С трудом, кляня его, санитарки втащили на кровать. Сестричка Таня в сердцах дала ему по рукам, чтобы не лапал. Она поставила решетку на кровать, подтерла за ним лужу, назвала засранцем.
А в медсанбате у него была Люда. Он мчался к ней на мотоцикле, и они уходили в какой-то чулан, в конце коридора, где хранились тюфяки.
Назавтра приехал к нему Павел Афанасьевич. Его сопровождал главврач, начальники больницы и какие-то холуи.
Поговорили. Паша сидел, а те стояли позади. Паша спросил, что ему надо. Ничего не надо. Но Пашка настаивал — может, в другую палату, двухкомнатную, может, какое особое питание? Под накинутым на плечи накрахмаленным халатом блестел-переливался костюм сизого голубиного цвета. Попросить, что ли, такой роскошный костюм? Смех его не понравился Паше.
— Ты чего смеешься? — строго спросил он.
Он долго смотрел на Пашу, на его отвисшие щеки, на рыжие пятна на руках. Тоже скоро умрет.
— Зря ты упрятал Медведева в штрафбат, — вдруг сказал он Паше. — В сущности за то, что назвал тебя трусом.
— О чем ты? Какой Медведев?
Паша переглянулся с главврачом.
— Не помнишь? Врешь, помнишь! Костя Медведев, начальник связи, он с тобой еще стреляться хотел, а ты, ты…
Вызвали сестру, она сделала ему укол. Все еще сидели, о чем-то говоря между собой. Он успокоенный лежал, слушал, как бухает сердце. Госпиталь горел. Раненые прыгали из окон. Йодистое дыхание утихающего боя…

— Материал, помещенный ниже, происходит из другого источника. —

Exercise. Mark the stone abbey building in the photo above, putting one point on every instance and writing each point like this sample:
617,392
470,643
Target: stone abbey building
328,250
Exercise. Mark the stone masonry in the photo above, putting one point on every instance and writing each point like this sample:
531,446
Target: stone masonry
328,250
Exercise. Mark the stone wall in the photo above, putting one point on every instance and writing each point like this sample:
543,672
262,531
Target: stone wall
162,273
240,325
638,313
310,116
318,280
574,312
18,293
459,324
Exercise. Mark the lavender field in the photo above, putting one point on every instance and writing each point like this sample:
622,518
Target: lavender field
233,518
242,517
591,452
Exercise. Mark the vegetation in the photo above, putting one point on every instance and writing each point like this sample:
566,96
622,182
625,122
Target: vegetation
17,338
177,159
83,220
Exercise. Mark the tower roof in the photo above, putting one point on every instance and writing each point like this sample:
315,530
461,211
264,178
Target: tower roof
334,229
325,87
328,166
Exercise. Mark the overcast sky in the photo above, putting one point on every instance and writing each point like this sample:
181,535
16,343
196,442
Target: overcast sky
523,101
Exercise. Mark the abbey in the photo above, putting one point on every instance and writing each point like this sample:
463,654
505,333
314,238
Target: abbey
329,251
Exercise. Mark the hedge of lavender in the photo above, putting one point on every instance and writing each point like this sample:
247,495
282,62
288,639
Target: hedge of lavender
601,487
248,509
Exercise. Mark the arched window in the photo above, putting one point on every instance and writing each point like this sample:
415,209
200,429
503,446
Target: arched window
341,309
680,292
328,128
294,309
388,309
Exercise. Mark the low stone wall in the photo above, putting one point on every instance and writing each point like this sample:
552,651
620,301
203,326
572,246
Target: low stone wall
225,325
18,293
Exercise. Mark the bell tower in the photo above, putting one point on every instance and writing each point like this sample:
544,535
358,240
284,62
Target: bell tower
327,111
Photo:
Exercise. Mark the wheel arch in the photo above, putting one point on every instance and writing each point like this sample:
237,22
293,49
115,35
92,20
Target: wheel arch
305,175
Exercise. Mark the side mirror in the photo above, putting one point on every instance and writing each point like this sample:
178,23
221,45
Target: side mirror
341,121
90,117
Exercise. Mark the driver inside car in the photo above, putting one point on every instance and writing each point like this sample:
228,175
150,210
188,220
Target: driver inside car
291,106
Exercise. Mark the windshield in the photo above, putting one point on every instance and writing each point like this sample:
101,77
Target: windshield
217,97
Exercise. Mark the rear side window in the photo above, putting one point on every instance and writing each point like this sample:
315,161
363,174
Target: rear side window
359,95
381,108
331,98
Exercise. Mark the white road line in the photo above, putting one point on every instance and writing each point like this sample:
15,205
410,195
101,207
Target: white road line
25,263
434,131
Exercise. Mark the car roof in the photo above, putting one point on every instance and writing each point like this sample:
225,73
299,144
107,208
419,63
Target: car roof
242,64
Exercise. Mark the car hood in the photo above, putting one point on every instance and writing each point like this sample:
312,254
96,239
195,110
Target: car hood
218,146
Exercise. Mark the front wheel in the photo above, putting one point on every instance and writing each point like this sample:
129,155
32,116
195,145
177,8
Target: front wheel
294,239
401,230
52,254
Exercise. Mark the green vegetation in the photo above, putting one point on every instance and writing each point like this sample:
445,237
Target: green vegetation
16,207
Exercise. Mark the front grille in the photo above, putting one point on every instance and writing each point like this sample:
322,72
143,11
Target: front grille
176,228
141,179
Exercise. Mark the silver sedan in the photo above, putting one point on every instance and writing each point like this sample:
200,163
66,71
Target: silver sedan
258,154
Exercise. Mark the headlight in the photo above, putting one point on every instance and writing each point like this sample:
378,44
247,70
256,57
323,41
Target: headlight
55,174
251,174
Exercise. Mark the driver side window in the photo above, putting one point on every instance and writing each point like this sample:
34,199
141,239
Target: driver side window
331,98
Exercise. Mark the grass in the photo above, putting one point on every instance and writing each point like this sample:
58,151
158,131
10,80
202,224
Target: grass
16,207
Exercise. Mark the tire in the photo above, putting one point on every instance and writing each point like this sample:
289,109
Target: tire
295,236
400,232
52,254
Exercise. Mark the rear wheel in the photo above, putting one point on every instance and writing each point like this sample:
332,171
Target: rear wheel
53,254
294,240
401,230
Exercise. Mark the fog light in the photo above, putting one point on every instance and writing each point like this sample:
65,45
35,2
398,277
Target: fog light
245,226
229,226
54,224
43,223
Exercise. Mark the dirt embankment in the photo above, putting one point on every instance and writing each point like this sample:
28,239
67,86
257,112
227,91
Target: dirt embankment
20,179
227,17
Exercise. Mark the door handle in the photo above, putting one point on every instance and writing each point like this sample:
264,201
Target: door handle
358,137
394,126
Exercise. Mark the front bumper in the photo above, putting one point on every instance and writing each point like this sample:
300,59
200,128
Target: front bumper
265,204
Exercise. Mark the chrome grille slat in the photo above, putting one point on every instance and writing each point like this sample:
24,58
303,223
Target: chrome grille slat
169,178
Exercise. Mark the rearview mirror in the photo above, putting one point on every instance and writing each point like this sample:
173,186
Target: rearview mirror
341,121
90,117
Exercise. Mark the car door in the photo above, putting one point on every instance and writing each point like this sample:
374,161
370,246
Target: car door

После отъезда Паши к нему посадили дежурить медсестру Таню. Под вечер он умер. Взял ее за руку, погладил, отвернулся к стене и умер.
Она вернулась с дежурства усталая. Рассказала матери, какой он тяжелый, как собирала его вещи — книги, бумажник, грязные носки, бритву и что из бумажника выпала фотография, где он был молодым, в форме, с усами, похожая на ту, что у матери в альбоме. Мать достала альбом, они нашли ту фотографию, там тоже был лейтенант, тоже с усиками, но вроде не тот. Таня сказала, что все они в той старинной форме, с пилотками, похожи друг на друга. Мать ушла к себе в комнату, и Таня слышала, как она тихонько плачет.